A North Carolina plantation had an event that honored "white refugees" planned for Juneteenth.
It has since been canceled following backlash, The Washington Post reported.
Juneteenth is celebrated as a commemoration of the end of slavery.
A North Carolina Plantation canceled an event that would have told the stories of displaced "white refugees" on Juneteenth after backlash, The Washington Post reported.
June 19th, or Juneteenth, is commemorated by many Black Americans as an independence day that celebrates the day that Union army soldiers informed the last enslaved African Americans that the Emancipation Proclamation had established their freedom.

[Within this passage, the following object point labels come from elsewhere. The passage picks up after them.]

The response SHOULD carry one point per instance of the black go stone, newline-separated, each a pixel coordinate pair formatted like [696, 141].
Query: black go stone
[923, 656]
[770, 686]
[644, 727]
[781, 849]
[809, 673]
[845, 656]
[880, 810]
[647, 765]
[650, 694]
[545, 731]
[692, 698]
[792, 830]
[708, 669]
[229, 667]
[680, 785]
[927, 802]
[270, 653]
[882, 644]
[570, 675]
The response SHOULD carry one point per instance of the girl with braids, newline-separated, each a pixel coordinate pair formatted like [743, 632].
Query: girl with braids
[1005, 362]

It was signed by President Abraham Lincoln two years earlier.
The Historic Latta Plantation event was to focus on white refugees who were displaced and "have a story to tell as well."
"Hear how they feel about being freedmen," a now-deleted online blurb said.

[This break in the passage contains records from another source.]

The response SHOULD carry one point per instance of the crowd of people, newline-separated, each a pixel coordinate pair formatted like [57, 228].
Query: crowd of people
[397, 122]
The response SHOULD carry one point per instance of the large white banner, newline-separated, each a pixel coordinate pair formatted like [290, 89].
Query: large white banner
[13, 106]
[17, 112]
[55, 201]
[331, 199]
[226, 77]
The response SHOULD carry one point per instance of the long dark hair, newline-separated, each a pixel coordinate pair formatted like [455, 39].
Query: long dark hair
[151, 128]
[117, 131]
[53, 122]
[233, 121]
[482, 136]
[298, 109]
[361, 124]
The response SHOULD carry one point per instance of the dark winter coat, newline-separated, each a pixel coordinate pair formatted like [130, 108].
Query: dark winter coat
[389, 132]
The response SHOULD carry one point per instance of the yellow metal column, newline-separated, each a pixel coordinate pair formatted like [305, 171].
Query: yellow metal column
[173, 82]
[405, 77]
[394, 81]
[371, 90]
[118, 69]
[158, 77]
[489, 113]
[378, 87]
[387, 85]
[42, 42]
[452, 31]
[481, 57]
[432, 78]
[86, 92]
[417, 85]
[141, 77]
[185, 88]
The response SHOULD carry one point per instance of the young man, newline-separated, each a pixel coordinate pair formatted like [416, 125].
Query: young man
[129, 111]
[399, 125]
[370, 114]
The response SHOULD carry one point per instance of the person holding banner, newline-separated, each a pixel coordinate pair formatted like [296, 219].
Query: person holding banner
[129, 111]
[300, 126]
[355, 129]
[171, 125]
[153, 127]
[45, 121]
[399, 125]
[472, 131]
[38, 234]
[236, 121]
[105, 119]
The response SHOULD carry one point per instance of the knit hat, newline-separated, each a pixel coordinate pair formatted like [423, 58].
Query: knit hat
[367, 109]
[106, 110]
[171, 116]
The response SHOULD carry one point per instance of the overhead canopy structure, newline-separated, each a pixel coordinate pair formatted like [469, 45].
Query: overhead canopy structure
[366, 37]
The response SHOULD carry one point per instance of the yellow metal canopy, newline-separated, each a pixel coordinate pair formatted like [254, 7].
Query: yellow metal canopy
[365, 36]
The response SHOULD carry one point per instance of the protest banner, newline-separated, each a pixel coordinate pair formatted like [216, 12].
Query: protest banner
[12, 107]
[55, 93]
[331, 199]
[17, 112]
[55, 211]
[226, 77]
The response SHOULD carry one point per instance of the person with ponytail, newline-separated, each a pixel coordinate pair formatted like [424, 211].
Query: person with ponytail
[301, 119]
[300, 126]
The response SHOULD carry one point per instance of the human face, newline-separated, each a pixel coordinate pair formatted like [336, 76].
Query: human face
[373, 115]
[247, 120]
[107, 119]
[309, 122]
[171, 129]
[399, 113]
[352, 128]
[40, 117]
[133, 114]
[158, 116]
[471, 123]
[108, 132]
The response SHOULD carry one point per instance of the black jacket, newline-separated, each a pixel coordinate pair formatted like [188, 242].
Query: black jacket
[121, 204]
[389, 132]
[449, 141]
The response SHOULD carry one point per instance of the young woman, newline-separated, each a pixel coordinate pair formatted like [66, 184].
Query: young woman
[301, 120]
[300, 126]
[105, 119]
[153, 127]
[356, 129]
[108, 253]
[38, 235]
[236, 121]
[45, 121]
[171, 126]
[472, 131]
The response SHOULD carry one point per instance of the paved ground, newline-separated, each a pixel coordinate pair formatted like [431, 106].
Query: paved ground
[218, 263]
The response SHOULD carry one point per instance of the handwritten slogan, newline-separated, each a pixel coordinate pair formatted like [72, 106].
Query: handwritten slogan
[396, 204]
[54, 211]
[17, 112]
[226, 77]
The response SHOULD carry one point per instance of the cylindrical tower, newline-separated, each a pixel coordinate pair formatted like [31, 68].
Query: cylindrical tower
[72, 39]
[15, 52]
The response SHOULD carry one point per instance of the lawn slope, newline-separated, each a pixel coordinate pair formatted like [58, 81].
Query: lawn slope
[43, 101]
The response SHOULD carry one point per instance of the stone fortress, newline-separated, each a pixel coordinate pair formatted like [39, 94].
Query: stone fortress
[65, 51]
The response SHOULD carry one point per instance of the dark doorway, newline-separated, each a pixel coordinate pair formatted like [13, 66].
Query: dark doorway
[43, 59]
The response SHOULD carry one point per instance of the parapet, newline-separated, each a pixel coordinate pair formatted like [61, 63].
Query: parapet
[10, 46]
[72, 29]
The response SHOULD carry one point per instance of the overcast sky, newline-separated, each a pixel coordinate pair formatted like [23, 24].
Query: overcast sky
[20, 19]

The event description said visitors would hear from confederate soldiers and "the massa himself who is now living in the woods."
Late Friday night, backlash continued to be posted on the group's Facebook page.
"Words cannot express the degree of anger, disgust, and disappointment that Latta Plantation elicits through its recent event promotion pictured here," one reviewer wrote.
Mecklenburg County, where the plantation is located, said in a statement Friday that it "has zero tolerance for programs that do not embrace equity and diversity," and said they only became aware of the event through social media.
The county said it was now looking "at its contract with the facility vendor regarding future programming."
Historic Latta Plantation did not respond to Insider's request for comment at the time of publication.